Je poursuis : 13 % des légionnaires exercent des professions médico-sociales,
10 % sont des élus locaux, 8 % des sportifs ou des artistes, et 5 % exercent
des activités liées aux services.
Des catégories de population sont donc pratiquement exclues de cette
reconnaissance des mérites ; je pense notamment aux employés, aux ouvriers et
même aux artisans ou commerçants, très peu nombreux. Auraient-il moins de
mérites et de vertus ?
La responsabilité ne doit plus être la seule référence.
La qualité du travail, l'innovation, la modernité peuvent aussi être honorées,
et ce pour le plus grand bien de la nation. Tel sera notre souhait, monsieur le
garde des sceaux, en votant le budget qui nous est présenté.
M. le président.
La parole est à M. Robert Badinter.
M. Robert Badinter.
Bien entendu, nous voterons les crédits de la Légion d'honneur, et j'en
profite pour saluer avec admiration, comme je l'ai toujours fait d'ailleurs, la
réussite aux examens des élèves de la Légion d'honneur.
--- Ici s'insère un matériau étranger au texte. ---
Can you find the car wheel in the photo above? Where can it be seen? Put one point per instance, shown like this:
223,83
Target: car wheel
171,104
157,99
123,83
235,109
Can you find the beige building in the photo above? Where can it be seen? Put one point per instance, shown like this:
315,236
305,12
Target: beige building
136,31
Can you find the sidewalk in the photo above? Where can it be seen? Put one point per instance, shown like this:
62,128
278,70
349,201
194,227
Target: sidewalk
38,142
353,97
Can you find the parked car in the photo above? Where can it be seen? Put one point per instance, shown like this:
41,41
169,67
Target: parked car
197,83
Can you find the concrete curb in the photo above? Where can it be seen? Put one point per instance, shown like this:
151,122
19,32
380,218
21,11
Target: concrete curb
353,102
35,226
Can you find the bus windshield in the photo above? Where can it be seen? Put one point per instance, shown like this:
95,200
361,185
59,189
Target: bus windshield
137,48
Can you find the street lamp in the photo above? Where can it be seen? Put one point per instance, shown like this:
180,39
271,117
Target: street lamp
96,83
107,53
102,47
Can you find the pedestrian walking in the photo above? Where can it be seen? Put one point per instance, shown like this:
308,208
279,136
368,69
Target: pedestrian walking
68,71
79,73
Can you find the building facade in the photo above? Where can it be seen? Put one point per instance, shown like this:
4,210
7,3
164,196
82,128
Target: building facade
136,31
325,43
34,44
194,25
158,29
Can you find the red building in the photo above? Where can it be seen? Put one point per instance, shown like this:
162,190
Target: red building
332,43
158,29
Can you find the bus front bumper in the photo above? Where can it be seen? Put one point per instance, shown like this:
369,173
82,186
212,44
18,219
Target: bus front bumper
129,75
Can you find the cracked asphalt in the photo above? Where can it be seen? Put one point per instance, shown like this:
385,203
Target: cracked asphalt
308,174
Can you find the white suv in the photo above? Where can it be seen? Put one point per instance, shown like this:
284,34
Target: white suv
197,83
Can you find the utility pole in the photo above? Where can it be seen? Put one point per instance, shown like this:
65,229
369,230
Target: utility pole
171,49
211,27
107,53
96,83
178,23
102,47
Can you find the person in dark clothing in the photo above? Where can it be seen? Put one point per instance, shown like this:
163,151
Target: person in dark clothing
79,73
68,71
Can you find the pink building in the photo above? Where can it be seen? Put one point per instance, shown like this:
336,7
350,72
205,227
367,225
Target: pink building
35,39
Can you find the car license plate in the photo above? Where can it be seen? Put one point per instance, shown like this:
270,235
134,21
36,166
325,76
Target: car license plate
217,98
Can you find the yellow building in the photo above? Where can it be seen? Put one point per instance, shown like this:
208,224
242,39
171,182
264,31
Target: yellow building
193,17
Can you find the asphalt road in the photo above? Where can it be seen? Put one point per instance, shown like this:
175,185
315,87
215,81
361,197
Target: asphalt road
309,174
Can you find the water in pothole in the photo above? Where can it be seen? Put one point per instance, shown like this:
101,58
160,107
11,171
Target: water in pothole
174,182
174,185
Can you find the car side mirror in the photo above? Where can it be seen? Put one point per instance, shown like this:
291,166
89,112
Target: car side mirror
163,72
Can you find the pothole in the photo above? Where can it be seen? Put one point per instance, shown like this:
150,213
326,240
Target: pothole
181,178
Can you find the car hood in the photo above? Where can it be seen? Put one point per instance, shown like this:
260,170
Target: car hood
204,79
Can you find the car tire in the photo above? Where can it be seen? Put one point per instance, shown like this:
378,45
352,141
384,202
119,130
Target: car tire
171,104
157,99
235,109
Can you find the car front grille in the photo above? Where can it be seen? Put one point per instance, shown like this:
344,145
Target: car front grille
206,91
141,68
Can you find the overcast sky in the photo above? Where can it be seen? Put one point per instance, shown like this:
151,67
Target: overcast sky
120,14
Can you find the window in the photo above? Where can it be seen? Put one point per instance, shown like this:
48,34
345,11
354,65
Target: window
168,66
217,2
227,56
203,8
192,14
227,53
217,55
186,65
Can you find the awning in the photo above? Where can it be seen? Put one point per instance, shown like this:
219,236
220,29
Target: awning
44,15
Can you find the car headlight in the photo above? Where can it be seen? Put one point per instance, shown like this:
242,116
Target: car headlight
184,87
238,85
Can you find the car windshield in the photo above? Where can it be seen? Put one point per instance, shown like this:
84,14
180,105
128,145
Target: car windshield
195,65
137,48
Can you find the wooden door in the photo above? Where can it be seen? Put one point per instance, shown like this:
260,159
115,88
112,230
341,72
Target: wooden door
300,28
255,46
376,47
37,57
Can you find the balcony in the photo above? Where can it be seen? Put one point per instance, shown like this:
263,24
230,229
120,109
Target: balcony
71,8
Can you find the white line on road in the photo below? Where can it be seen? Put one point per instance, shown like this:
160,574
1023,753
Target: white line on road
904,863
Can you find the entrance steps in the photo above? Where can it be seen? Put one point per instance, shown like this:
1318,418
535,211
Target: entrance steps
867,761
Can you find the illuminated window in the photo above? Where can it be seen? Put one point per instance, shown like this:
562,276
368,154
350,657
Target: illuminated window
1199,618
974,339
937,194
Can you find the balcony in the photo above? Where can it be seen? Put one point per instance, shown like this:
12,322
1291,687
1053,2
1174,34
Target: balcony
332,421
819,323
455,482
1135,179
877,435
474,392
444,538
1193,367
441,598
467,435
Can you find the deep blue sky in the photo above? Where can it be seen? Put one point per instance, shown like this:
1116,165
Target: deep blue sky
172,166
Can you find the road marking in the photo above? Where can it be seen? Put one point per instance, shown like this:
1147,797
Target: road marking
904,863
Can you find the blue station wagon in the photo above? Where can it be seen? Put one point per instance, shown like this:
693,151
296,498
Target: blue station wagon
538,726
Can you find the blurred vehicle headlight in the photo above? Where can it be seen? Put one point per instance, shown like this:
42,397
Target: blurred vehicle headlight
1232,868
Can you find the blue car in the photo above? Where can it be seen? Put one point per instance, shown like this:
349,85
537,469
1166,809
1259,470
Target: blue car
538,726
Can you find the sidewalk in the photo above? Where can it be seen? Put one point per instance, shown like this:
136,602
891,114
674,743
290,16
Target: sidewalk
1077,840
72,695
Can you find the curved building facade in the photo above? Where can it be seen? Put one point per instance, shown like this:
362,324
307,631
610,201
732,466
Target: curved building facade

Toutefois, en relevant le taux de réussite incomparable, qui vaut des
félicitations tant au corps enseignant qu'aux élèves, je ne peux m'empêcher de
me demander comment on peut obtenir ce taux de 98,59 % ? Peut-être
pourriez-vous m'apporter des éclaircissements sur les 0,59 %, monsieur le garde
des sceaux !
M. Jean-Jacques Hyest.
C'est de la simple arithmétique !
M. le président.
Je mets aux voix les crédits inscrits à l'article 40.
(Ces crédits sont adoptés.)
Mesures nouvelles
M. le président.
« I. - Autorisations de programme : 1 321 000 euros ;
« II. - Crédits : 1 053 618 euros. »
Je mets aux voix les crédits inscrits à l'article 41.